The initial attempt was part of an overhaul of state foreclosure law in 2011 that made mediation an option for homeowners before lenders could proceed with out-of-court, or nonjudicial, foreclosure cases that consumer advocates said left homeowners poorly protected from abusive lender practices.
In implementing the revised law, mediators were trained as part of a program set up with a $400,000 state appropriation. Lenders, however, sidestepped mediation by filing all foreclosure cases in court.
More changes were made to Hawaii foreclosure law in 2012 partly in an effort to make nonjudicial foreclosures with mediation more palatable, but lenders stuck to the more time-consuming and expensive judicial foreclosures.
The third attempt at putting the inactive mediation program into use came last year in a bill similar to HB 2356, which would allow mediation at the election of homeowners who live in their homes as opposed to investors or vacation-home owners.
Last year’s bill, Senate Bill 1370, drew strong support from the state Office of Consumer Protection and passed four legislative committees — two in the Senate and two in the House — before failing to get a hearing in the House Finance Committee chaired by Rep. Sylvia Luke.

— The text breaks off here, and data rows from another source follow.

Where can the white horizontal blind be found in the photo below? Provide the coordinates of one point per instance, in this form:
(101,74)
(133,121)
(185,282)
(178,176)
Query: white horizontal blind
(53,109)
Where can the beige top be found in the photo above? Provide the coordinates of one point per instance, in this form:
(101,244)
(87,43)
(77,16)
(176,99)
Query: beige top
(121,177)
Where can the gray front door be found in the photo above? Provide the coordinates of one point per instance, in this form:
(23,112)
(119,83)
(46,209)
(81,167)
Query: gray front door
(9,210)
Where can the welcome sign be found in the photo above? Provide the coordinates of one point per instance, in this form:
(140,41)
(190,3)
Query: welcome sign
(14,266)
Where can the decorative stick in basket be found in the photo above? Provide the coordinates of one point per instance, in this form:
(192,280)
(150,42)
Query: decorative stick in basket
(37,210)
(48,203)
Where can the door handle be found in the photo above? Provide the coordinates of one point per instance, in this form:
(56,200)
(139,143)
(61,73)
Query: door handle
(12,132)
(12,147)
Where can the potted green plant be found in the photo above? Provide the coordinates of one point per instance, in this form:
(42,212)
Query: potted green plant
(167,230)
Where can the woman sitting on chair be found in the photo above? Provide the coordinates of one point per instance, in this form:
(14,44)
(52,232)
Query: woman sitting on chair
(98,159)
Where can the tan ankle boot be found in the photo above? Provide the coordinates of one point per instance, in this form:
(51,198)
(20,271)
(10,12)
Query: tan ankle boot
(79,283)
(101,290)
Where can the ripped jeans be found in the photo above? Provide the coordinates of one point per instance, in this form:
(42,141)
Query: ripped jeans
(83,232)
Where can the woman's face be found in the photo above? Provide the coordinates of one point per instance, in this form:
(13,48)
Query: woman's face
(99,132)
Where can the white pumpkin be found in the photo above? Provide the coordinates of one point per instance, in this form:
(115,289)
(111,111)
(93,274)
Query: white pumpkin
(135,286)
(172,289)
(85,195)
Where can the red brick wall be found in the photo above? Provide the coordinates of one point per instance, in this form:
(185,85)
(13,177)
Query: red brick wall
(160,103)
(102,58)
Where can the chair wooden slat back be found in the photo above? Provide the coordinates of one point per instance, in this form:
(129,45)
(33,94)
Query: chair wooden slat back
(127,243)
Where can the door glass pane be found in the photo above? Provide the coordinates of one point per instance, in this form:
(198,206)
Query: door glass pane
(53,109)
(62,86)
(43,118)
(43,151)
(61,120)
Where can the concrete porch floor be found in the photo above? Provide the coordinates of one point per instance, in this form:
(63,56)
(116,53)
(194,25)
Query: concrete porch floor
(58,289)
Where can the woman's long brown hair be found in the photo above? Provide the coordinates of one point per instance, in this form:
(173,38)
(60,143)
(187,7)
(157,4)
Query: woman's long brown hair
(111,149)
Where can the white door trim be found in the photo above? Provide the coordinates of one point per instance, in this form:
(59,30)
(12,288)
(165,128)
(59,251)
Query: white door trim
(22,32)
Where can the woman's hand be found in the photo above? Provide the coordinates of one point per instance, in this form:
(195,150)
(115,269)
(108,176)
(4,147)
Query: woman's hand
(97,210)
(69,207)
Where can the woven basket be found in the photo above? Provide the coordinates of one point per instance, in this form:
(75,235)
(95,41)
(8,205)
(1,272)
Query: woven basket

Opposition to last year’s bill included arguments by mortgage industry representatives that were repeated at Monday’s hearing.
One industry argument is that borrowers would see little difference in case outcomes because lenders are required to explore loan modifications with delinquent borrowers before foreclosure is initiated.
New rules by the federal Consumer Financial Protection Bureau that took effect last month require loan servicers to provide borrowers with mitigation information including loan modification options within 36 days of a mortgage becoming delinquent, and preventing any foreclosure initiation until a delinquency is at least 120 days old.
"A required state mediation process would merely repeat the loan modification process with no different end result,"Neal Okabayashi, a Hawaii Bankers Association representative, said in written testimony.
Also testifying in opposition to HB2356 were the Hawaii Financial Services Association, the Mortgage Bankers Association of Hawaii, the Hawaii Credit Union League and Maui County Federal Credit Union.
Bruce Kim, executive director of the Office of Consumer Protection, said borrowers need an "honest assessment"that a mediator would provide following a required meeting with a certified housing counselor under the bill.
Consumer advocates have contended that lenders don’t always make good-faith efforts at loan modifications, and that in some cases loan servicers have financial incentives to foreclose instead of restructuring a loan.
A 2010 federal report by the Justice Department and Department of Housing and Urban Development that referred to more than 25 foreclosure mediation programs in at least 14 states said the most impressive programs had settlement rates resulting in about 60 percent of homeowners remaining in their homes.
"For millions of homeowners at risk of foreclosure, mediation programs offer an opportunity to evaluate their options and appraise possible alternatives to losing their homes," the report said.
Hawaii has had some experience with foreclosure mediation under a pilot program on Hawaii island.
During 2012, mediation was ordered by a judge in 140 cases out of 313 requested by borrowers under the program, according to the most recent report on the program by the state Judiciary.
Settlements were reached in 44 cases. Of the remaining 96 cases, mediation was still in progress for 71 cases, and mediation was canceled in 25 cases for reasons that included a lack of progress, borrowers withdrawing, and pending home sales approved by lenders.
The report said that just the prospect of mediation helped produce settlements between borrowers and lenders after pre-mediation conferences.
"It seems that the court’s involvement even at the inception is important and often results in positive results prior to ordering a case into mediation,"the report said.